Aber diese Vorstellung, dass DeVito immer glücklich künstlerisch hin und her glitt, ist offenbar nicht wahr. Neben der reinen Vielfalt seiner Produktionsarbeiten, hatte er für so unterschiedliche Filme wie Schmeiß die Mamma aus dem Zug (eine 80-er Komödienfragment über Fremde in einem Zug, mit Billy Chrystal), Hoffa und eine der besten Literaturverfilmungen aller Zeiten und Matilda, Regie geführt.

„Wenn ich Regie mache oder produziere, mache ich gerne verschiede Arten von Geschichten. Aber du musst wissen, was du wirklich magst, und tust du das, muss du Stellung beziehen.“ sagt er.

DeVito liebt es, Geschichten zu erzählen, wie er sich einsetzte. Eine seiner liebsten geht darum, wie er kämpfte um Pulp Fiction machen zu können. DeVito hatte sich in das Buch von Reservoir Dogs verliebt und Quentin Tarantino gesagt, er solle sich mit seinem nächsten an ihn wenden. Tarantino schickte ihm, gebührend dankbar, Pulp Fiction. DeVito war mit typischer Begeisterung „wild darauf“, und kaufte es. Dennoch, TriStar, die Firma, der DeVito verpflichtet war, verwarf es, und befand den Film als zu gewalttätig.

“Ich war entsetzt.” erinnert sich DeVito. „Ihr Jungs habt Cliffhanger mit Stallone gemacht, der alles hochjagt – das ist ziemlich gewaltig. Darum sprang ich auf den Tisch des Typen und schrie: ‚Ihr müsst diesen Film machen! Ihr müsst!’“

Ein ungerechtes Bild eines hysterischen Ich-Zwergs, der in Bürogebäuden herumhüpft, springt mir in den Sinn. „Der Typ rief ‚Schmeißt ihn raus!’ Also rief ich Harvey (Weinstein) an, und rette mir den Arsch, und wir bauten Miramax auf.“

DeVito ist leidenschaftlich und (nicht überraschend) bekennender Demokrat. Seine politische Überzeugung, vermute ich, muss für einige peinliche Momente mit seinem alten Freund Schwarzenegger gesorgt haben.

“Oh ja. Wenn ich über ihn in der Zeitung las, dass er etwas als Gouverneur tat, das ich nicht mochte, rief ich ihn an und sagte ‚Mann, was für’n Schei……?!“ sagt er, und lässt den erklärenden Schweiffffff weg.

Tatsächlich , hat DeVito versucht Schwarzenegger das Kandidieren auszureden, indem er auf alles hinwies, dass sie Twins2 planen müssten, dieses Mal mit Eddie Murphy als dritten unglaubwürdigen Sittenspross: „Es war wie „Gouverneur von Kalifornien auf dieser Seite,“ er streckt seine Hand zum Boden, „Twins2 hier!“ und er hebt seinen Arm zum Himmel.
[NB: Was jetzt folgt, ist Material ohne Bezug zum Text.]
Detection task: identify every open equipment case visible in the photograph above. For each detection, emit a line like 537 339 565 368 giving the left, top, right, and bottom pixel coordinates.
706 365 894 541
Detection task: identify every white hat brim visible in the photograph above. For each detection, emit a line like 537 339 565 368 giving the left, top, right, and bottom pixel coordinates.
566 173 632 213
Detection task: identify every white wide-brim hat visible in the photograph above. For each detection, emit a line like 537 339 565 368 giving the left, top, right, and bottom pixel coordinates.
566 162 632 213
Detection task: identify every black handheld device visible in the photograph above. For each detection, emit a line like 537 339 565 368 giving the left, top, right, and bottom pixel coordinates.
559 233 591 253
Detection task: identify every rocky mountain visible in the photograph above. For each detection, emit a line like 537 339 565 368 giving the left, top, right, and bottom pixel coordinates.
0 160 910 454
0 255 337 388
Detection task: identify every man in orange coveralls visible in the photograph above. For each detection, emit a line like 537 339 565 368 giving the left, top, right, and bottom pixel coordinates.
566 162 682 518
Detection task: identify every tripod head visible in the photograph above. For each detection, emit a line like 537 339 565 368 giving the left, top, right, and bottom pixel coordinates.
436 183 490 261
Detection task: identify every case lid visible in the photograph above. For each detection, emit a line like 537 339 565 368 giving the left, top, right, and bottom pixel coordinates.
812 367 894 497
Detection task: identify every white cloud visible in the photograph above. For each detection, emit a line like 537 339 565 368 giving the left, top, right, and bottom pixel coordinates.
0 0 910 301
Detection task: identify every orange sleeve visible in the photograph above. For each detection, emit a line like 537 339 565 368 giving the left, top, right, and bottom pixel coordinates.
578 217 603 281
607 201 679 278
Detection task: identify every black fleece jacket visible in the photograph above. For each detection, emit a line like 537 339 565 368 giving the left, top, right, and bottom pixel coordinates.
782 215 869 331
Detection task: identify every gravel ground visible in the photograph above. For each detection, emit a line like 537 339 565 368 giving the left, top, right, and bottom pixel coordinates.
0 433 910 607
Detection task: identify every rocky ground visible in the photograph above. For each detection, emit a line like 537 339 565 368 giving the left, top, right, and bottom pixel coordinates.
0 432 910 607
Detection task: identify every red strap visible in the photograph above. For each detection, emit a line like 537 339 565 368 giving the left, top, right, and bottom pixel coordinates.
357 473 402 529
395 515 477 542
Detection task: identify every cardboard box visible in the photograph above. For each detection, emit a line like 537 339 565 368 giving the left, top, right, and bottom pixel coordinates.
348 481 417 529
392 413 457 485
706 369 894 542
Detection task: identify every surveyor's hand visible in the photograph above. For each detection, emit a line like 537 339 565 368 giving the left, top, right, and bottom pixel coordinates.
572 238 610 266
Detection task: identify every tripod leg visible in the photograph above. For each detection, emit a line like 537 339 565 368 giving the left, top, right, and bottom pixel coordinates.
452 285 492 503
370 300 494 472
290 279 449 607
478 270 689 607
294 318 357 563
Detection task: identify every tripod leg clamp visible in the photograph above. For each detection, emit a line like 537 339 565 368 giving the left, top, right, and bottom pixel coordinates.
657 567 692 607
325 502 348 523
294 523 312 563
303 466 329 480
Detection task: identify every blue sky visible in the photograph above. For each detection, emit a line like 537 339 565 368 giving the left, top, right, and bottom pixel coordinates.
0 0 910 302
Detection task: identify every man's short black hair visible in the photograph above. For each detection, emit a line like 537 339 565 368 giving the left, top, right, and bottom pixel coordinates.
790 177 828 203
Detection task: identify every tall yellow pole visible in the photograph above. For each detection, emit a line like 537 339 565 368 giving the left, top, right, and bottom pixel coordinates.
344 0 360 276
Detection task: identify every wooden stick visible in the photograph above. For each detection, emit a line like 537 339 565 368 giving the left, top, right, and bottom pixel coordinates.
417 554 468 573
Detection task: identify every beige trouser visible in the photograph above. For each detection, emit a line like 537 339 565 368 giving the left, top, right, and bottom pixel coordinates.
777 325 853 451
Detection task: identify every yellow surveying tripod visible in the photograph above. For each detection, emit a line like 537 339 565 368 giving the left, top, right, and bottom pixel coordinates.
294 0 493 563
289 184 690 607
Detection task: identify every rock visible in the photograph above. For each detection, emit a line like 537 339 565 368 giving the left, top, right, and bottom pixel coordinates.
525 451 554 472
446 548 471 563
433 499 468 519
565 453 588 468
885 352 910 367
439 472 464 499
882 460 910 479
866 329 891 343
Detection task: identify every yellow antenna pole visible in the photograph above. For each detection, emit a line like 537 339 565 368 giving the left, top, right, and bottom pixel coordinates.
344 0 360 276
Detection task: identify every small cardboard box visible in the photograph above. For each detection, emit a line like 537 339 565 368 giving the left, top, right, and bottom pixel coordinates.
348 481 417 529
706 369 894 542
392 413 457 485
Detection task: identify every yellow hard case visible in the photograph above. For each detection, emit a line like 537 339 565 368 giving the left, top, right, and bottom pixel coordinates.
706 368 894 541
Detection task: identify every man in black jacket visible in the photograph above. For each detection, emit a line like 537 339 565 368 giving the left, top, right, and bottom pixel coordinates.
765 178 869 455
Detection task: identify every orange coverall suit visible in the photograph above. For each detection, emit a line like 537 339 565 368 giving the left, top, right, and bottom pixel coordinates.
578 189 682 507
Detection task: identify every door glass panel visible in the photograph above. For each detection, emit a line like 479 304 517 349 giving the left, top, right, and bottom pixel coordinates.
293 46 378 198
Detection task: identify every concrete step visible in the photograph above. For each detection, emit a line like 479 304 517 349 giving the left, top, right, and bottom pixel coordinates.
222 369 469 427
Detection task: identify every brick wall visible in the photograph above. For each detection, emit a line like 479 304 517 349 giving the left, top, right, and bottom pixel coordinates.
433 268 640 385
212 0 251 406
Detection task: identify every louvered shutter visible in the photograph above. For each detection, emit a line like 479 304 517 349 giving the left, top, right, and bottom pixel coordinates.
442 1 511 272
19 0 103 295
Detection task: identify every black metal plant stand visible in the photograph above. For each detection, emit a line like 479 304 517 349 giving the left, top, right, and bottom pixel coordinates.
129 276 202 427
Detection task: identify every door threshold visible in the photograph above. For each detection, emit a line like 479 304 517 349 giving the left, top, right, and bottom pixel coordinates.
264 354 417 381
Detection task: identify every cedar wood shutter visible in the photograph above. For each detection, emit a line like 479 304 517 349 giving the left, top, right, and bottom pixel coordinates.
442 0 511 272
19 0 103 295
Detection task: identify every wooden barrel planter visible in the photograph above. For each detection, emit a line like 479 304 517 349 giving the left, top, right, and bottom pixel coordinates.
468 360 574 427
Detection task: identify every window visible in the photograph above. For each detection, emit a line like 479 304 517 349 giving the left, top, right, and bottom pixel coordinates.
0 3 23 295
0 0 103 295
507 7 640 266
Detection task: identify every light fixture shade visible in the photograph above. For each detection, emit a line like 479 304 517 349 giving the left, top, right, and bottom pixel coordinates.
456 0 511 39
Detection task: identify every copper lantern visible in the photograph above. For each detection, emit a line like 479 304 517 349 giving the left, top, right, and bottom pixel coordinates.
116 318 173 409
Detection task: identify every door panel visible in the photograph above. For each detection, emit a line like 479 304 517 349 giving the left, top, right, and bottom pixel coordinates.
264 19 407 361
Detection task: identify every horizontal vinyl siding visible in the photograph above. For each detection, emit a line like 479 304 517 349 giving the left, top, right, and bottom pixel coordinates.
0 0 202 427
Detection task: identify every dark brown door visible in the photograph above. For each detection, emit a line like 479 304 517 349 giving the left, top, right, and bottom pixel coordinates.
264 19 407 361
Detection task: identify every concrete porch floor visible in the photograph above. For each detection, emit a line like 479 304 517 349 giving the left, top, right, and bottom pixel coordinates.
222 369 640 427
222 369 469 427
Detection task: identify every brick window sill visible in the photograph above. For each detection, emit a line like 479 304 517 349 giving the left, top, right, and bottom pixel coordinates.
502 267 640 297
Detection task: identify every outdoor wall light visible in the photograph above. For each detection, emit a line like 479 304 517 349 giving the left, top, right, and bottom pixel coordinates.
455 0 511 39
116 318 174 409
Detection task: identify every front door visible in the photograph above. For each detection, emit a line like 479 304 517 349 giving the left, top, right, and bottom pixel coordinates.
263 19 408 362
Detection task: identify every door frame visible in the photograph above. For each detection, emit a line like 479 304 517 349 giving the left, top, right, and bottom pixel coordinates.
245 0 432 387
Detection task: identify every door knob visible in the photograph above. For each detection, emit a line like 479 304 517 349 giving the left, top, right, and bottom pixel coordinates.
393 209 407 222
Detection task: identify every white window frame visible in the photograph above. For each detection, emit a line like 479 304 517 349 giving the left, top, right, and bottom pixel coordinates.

Zum Glück für alle Cineasten, steht Twins2 wieder auf dem Plan, und derartige Auseinandersetzungen standen ihrer Freundschaft nie im Weg:

„Weißt du, ganz tief drin, habe ich immer gespürt, dass Arnold ein guter Typ war …“ seine Stimme sinkt ein wenig unsicher.

DeVito ist ein flammender treuer Freund, und zu seinen engsten Kumpeln gehören Michael Douglas (mit dem er sich ein halbes Jahrhundert herumgetrollt hat) und Jack Nicholson (der ganz in seiner Nähe in New Jersey aufwuchs). „Leute kommen in unser Leben und du verbringst eine gute Zeit mit ihnen, und die Zeit vergeht und du hast immer noch eine gute Zeit mit ihnen und machst Blödsinn mit ihnen. Für mich ist das das Leben.“ sagt er.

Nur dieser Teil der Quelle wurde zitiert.